“I’m giving serious thought into eating your wife.” – Thomas Harris, Hannibal Lecter
Good tidings and all that business, I hope you all had a restfully/eventfully/joyously/indulgently festive December!
I must apologise that you haven’t heard from me in a while, but I am still here. And I haven’t forgotten the last three instalments of Freud’s uncanny – they’re still to come (silence, telepathy and death). The truth of the matter is I’ve been focusing 100% on getting Emergence ready to be copy-edited. And I managed to make that happen just in time for Christmas. Phew! Here’s a pic of it in its pristine, yet to be red-penned, glory:
Perhaps you need a little refresher on what it’s all about though?
Ultimately it’s a tale of tragedy and redemption. Widower John Gimmerick, a deeply troubled man in his late-thirties, must face up to the horrors of his past in order to overcome an evil that’s trying to take his young daughter, Seren, away.
Emergence’s main setting is my childhood hometown Horden, an ex-colliery village on the northeast coast of England. These days it’s a struggling village in desperate need of regeneration and I felt it deserved a shout-out – even in the form of dark fiction. I hope I’ve done it some sort of justice. Horden is what it is.
I was initially inspired by ghost stories told to me by two retired nurses who, during the 1960/70s, worked at Thorpe Maternity Hospital (which was located in Horden’s neighbouring village of Little Thorpe). From there I began to delve deep, and deeper still, asking myself what presence might linger in a maternity hospital, if any. And that’s when Emergence began to emerge.
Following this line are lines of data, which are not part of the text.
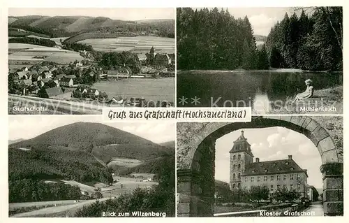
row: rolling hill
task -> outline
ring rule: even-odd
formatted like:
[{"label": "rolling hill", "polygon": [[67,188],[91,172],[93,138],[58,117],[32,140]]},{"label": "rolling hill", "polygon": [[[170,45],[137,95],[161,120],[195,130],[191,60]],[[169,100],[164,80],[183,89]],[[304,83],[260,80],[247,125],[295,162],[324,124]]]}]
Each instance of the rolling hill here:
[{"label": "rolling hill", "polygon": [[174,33],[174,20],[124,21],[106,17],[27,15],[10,16],[8,17],[8,22],[9,27],[50,34],[51,38],[67,37],[83,33],[114,34],[113,37],[115,38],[115,34],[119,32],[144,30]]},{"label": "rolling hill", "polygon": [[[110,126],[77,122],[10,145],[9,179],[65,179],[109,183],[112,178],[107,164],[113,157],[142,160],[141,165],[150,166],[147,167],[150,171],[145,173],[151,173],[160,168],[154,167],[156,165],[164,164],[156,160],[174,154],[172,148]],[[126,170],[128,168],[120,167],[120,171]]]}]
Thorpe Hospital itself was built in the late 1800s and was originally a hospital for infectious diseases, known then, locally, as Fever Hospital. It eventually turned into a maternity hospital around 1949 and remained so until the late-1980s. It then stood for a while longer and went on to be demolished in the 1990s. So with a century’s worth of death, suffering and birth all under its roof, and me being a writer, a horror one at that, I’ve felt a strong inclination to incorporate Thorpe Hospital into a full-length piece of fiction for some time now. As well as the fact I have a personal connection with the place: I was born there.
I hope to have a front cover and release date for you soon…as well as my thoughts on Freud’s ‘silence’, of course! Oh and I have a brand-spanky-new project up my sleeve, which I’m jump-around-excited about. More on that later though.